I’ve started new classes today. One is already teaching me that I need to expand my reading and my vocabulary. Beginning with Survey of 20th Century Writers has me reading numerous pieces that were articulately written from 1900 and beyond. Happening upon different vernacular from various points upon the world such as Ireland, Britain and America (so far) has showed me that even the simplest things have been changed or altered throughout short stories, novels, and poetry. It’s really been quite amazing to read and decipher even part of the meaning behind these stories. I wanted to share with you all some simple experiences I have encountered already that really have me wanting to read more works from times before any of us could remember or imagine.
- The vocabulary has me opening my dictionary almost every time I pick up my book.
This is interesting to me because I am learning to expand my vocabulary into an almost forgotten language. It’s enticing, helpful & nonetheless expansive to a budding writer.
- The scenery is different. It’s explained, sometimes told, and frequently shown differently. I can’t help but notice the varying ways in which writers write today, and how writers before us once wrote.
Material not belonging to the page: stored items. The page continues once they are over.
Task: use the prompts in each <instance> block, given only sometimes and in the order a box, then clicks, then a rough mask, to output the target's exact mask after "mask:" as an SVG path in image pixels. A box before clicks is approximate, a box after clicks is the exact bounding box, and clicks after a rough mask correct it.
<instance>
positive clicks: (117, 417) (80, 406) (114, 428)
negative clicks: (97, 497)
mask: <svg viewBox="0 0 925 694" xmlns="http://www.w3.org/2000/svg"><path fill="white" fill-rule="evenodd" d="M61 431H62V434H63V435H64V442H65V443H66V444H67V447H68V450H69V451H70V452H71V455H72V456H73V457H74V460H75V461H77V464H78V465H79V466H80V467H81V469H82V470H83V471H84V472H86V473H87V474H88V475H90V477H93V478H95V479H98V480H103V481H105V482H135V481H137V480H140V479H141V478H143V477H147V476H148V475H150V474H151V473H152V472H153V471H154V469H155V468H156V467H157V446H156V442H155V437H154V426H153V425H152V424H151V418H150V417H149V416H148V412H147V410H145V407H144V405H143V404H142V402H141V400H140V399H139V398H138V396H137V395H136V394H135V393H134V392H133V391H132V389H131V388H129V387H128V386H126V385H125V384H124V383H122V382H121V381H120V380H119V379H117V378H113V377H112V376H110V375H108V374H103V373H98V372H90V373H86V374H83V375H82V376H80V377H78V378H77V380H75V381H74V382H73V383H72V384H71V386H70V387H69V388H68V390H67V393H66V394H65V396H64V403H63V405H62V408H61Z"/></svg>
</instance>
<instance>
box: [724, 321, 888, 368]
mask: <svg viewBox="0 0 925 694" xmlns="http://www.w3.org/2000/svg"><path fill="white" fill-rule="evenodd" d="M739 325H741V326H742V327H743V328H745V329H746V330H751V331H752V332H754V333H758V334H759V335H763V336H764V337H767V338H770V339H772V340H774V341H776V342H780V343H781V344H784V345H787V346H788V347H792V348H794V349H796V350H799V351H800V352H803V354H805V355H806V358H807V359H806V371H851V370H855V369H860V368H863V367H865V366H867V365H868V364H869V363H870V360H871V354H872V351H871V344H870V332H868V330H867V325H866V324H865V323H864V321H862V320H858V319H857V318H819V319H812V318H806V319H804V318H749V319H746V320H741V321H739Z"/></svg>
The pronouns and nouns aren’t the same, verbs and adverbs present themselves when necessary, and the looming air of imagination is constantly changing directions. I’ve learned through this that sometimes the necessity you think is there, really isn’t, and there is a way to further your landscape of images.
I probably would have never picked up a writing with the amount of dust I am sure the originals of my current readings accumulated but now, I encourage you to pick up an old book and wipe off it’s dust and uncover something new, something that may refresh you as it has refreshed me. Understand/study it & pick up your dictionary every time the unknown announces itself. Expand yourself and your writing.